Une reconversion inédite
Né en 1924 dans le Michigan, Sharp s’enrôle rapidement dans l’armée. On l’envoie combattre en Italie pendant la Seconde Guerre mondiale. A son retour du front, il reçoit la Bronze Star Medal pour services rendus à la nation. Si Leo Sharp est resté évasif sur son passé, il prétend avoir été le propriétaire d’une petite ligne d’avion. Une entreprise qui fera faillite selon lui. Mais l’homme est surtout connu dans le monde de l’horticulture pour avoir développé une nouvelle espèce d’Hémérocalles, une fleur jaune à la jolie collerette rouge. Une association d’horticulteurs décide de renommer cette création à son nom (la « siloam Leo Sharp »). Des passionnés se déplacent même jusqu’à son domicile familial dans l’espoir d’acheter quelques fleurs. Mieux, Sharp est invité par la Maison Blanche à venir planter quelques Hémérocalles dans le jardin pour George H.W. Bush. Mais ce que personne ne sait à l’époque, c’est que notre fleuriste est un passeur pour le cartel de Sinaola (avec à sa tête Joaquim "El Chapo" Guzman), l’un des plus prolifiques et dangereux trafiquants du monde. Ses apparitions dans des conventions pour horticulteurs un peu partout dans le pays est alors un prétexte pour aller faire quelques livraisons.

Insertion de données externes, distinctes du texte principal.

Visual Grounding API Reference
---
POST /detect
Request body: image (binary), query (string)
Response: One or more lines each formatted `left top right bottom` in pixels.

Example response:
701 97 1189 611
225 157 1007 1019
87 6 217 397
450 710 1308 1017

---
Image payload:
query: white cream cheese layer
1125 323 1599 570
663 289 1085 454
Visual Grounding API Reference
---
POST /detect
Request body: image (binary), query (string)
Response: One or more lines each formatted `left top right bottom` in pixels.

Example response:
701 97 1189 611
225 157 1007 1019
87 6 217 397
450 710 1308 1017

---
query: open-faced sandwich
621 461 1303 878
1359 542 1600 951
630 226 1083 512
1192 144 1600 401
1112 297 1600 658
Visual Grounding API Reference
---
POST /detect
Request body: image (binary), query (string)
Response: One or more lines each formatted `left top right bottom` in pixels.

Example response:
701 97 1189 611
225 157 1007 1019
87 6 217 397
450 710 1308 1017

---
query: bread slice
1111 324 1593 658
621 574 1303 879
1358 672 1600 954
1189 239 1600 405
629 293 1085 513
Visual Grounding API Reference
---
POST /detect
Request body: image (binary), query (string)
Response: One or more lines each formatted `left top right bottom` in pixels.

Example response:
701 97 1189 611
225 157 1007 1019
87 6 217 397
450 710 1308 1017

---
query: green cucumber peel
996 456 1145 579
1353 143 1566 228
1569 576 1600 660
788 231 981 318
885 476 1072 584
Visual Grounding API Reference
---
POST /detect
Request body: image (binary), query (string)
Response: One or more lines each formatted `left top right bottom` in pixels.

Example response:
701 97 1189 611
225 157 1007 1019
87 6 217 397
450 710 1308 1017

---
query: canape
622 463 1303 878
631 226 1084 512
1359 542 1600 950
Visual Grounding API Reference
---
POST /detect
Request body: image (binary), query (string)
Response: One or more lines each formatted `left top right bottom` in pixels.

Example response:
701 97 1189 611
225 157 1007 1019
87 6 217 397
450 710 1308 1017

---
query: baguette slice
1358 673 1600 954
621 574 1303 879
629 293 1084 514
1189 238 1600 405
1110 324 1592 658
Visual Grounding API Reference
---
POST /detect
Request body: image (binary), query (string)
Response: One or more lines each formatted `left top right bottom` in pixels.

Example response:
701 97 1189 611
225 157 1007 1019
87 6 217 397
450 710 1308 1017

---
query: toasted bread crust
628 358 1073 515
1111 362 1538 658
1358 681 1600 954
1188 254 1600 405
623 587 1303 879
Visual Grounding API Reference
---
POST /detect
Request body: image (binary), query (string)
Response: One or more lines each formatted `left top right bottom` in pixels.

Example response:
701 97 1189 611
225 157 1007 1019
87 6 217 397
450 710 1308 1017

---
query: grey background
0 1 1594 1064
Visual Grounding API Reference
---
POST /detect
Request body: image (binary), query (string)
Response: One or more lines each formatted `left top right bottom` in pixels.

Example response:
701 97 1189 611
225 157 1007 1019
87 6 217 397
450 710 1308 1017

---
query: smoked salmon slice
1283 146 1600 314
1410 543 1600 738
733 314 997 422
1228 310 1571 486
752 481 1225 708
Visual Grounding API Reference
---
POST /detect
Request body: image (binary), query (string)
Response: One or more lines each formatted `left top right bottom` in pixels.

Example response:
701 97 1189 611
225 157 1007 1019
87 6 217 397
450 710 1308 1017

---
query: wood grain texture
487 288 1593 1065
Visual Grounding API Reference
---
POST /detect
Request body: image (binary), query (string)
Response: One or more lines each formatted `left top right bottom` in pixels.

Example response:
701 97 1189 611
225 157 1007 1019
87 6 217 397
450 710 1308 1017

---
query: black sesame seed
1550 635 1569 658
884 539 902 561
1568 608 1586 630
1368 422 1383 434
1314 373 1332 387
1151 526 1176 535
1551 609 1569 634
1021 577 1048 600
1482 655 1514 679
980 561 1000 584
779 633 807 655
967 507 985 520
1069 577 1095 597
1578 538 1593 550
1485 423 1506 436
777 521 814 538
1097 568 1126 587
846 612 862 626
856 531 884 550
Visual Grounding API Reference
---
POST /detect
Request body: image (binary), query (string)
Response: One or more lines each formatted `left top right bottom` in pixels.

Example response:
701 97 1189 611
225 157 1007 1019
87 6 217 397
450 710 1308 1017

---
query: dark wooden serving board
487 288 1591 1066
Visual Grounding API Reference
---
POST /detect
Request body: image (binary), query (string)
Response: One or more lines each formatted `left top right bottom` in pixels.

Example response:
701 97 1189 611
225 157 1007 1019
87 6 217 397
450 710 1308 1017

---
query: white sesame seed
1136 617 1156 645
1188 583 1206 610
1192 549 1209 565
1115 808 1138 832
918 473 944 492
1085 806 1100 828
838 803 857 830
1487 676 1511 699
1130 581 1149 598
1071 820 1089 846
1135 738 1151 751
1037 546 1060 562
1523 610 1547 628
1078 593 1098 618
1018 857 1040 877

Mais personne ne se doutait à l’époque que Sharp allait exceller dans l’exercice.
Ils l’appelaient Tata
Jeff Moore, l’agent de la DEA joué par Bradley Cooper dans La Mule, est revenu dans un long entretien pour le New York Times sur cette arrestation et sur l’histoire de Leo Sharp, qu’il qualifiait de "légende urbaine". Les narcotrafiquants le surnommeront El Tata (grand-père en espagnol). Et pourtant dès les premiers mois d’investigation, les agents ont bien du mal à trouver des infos sur ce coursier particulièrement zélé qui transportait chaque mois entre 200 et 250 kg de poudre blanche. C’est pourtant à bord de sa camionnette verte que l’octogénaire fera passer la marchandise pendant 10 ans de la frontière sud-américaine à Détroit, sans jamais se faire inquiéter. Selon ses dires, Sharp aurait été approché par les trafiquants eux-mêmes (il employait des Mexicains qui l’aidaient à cultiver ses plantes). Selon la DEA, le cartel n’hésitait pas à faire appel à des personnes d’un certain âge comme chauffeur, donc au-dessus de tout soupçon. Endetté depuis la faillite de son entreprise, l’homme n’a pu refuser l’offre. Mais personne ne se doutait à l’époque que Sharp allait exceller dans l’exercice.
Le procès
Sharpe est finalement arrêté en octobre 2011, après un mois de surveillance continue par la DEA. Une vidéo mise en ligne par le New York Times permet même d’assister à l’arrestation. On y aperçoit l’octogénaire qui tente de convaincre le policier de le libérer, avant qu’un de ses collègues n’arrive avec un chien renifleur de drogue. Et là, c’est la fin pour lui : 107 kg de cocaïne seront retrouvés dans une planque de sa camionnette. Son procès se tient quelque temps plus tard : malgré les efforts de ses avocats pour plaider la démence et sa faiblesse psychologique, la Cour le condamne à trois ans de prison. Pour éviter la sanction, Sharp leur proposera même de payer 500 000 dollars de dommages en cultivant pour l’Etat … des papayes.